La santé se métamorphose via la donnée. L’analyse automatisée à grande échelle rend possible la personnalisation des soins, la détection préventive, la réaction instantanée aux nouvelles menaces. Médecins et patients se rencontrent différemment : consultations en ligne, alertes individualisées, accompagnement quotidien. On assiste à un basculement vers le préventif et l’adapté, là où l’ancien modèle misait tout sur la réparation.
L’éducation avance à vive allure. Nouveaux outils numériques, adaptation des programmes, réalité augmentée pour rendre les leçons plus vivantes : l’ensemble du système scolaire et universitaire mise sur une approche plus souple, des contenus personnalisés et le développement de compétences variées, des sciences aux compétences relationnelles ou créatives.
Voici quelques avancées concrètes observées dans ces trois domaines :
- Des villes qui parviennent à abaisser leurs émissions grâce à une gestion énergétique fine et connectée.
- Des plateformes numériques médicales accessibles à distance, qui facilitent la prise en charge individuelle et le suivi dans la durée.
- Une école capable de s’adapter au rythme et aux besoins de chaque apprenant, tout en valorisant des compétences multiples.
Imaginer ensemble les impacts humains et éthiques de ces transformations
Les bouleversements techniques qui s’annoncent d’ici 2040 imposent de revisiter en profondeur nos structures sociales.
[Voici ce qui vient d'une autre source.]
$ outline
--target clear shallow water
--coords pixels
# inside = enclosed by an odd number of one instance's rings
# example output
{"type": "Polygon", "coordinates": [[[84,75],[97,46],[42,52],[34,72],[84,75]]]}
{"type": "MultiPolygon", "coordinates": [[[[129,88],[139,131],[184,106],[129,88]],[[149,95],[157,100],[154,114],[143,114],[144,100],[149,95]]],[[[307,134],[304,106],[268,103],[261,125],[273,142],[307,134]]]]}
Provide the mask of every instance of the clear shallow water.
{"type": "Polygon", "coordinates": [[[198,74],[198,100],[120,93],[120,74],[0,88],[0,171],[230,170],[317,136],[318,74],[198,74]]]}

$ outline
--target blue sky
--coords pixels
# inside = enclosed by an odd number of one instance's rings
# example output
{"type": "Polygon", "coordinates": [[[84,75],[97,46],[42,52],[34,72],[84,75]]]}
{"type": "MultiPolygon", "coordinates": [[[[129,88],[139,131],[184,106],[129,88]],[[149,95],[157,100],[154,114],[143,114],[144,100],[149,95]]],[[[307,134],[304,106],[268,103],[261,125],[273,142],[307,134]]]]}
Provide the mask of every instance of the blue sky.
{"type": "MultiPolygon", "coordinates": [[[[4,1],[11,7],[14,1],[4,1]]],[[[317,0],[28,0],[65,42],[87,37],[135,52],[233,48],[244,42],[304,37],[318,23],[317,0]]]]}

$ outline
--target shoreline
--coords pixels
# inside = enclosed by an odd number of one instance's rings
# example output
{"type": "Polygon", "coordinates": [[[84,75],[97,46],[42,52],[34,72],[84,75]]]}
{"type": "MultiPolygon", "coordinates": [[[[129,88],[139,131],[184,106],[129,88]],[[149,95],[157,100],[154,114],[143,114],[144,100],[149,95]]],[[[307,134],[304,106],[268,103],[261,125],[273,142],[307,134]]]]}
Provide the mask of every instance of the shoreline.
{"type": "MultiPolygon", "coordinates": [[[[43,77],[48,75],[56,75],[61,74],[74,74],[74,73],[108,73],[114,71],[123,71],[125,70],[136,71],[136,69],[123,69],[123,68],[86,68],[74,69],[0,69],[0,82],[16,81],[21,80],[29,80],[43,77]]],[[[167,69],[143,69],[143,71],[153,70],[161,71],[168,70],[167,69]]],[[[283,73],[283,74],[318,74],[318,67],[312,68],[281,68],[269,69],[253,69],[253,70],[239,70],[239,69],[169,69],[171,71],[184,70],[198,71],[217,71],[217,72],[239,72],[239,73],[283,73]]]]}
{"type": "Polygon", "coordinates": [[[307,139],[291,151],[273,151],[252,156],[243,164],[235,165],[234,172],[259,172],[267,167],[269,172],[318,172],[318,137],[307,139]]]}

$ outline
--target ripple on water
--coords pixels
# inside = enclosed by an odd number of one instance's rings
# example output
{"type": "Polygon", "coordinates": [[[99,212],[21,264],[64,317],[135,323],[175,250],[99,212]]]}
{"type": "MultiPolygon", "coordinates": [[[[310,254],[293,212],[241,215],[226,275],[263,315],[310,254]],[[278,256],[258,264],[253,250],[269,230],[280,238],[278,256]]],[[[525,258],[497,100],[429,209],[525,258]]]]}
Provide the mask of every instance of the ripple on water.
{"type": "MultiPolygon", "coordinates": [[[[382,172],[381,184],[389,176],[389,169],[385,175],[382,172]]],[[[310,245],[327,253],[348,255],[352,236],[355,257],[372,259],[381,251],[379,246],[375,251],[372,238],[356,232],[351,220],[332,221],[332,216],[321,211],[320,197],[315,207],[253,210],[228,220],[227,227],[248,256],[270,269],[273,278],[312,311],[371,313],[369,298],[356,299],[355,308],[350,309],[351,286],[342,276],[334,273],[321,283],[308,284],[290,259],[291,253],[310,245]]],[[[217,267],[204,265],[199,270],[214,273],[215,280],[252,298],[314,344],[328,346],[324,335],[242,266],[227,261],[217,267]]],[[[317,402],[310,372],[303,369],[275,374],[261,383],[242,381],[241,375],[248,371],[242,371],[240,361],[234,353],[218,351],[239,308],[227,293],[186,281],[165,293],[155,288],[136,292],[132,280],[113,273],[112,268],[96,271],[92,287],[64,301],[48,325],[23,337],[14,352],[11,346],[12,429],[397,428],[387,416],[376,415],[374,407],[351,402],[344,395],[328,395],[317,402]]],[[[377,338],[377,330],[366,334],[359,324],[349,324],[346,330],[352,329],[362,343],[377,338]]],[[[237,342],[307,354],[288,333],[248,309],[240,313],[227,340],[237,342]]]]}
Entreprises, pouvoirs publics, citoyens devront faire face à de nouveaux points de tension. L’automatisation redistribue la hiérarchie, recompose les métiers et pousse à repenser la place de l’humain au travail. Seule une montée en compétences sur le plan relationnel, créatif, coopératif, et pas seulement technique, permettra à chacun de garder prise sur ce nouvel environnement.
Le rapport à la vie privée change de nature. Jamais la collecte des données personnelles n’a été aussi massive, suscitant inquiétudes et débats animés autour de la régulation. Le vrai défi consiste à maintenir l’équilibre : encourager l’innovation sans sacrifier la liberté, construire la confiance sans bloquer la créativité. Les cadres évoluent, mais les questions restent vives sur la protection et l’usage des informations individuelles.
Quant au tissu social, il se réinvente. Nouvelles solidarités, espaces de participation citoyenne en ligne, initiatives d’inclusion portées par le numérique : toute la société cherche à éviter la fracture, à valoriser la diversité et à multiplier les occasions d’échange constructif. Ces discussions éthiques ne concernent pas que quelques spécialistes, elles traversent tous les niveaux, du quartier à l’entreprise, de l’école à l’administration.
Ces trois grandes lignes s’imposent déjà dans les débats actuels :
- L’acquisition de compétences humaines renforcées, bien au-delà de la seule maîtrise des outils techniques.
- La mise en place de règles éthiques solides dans la conception et l’utilisation des technologies.
- L’adaptation constante du cadre juridique et social pour accompagner ces changements rapides.
Le destin ne s’imposerait jamais par avance, même à l’ère la plus connectée. Chacun a encore la possibilité de façonner cette trajectoire collective. Une main tendue, un choix citoyen, ou un projet audacieux peuvent suffire à redéfinir le visage du monde en 2040.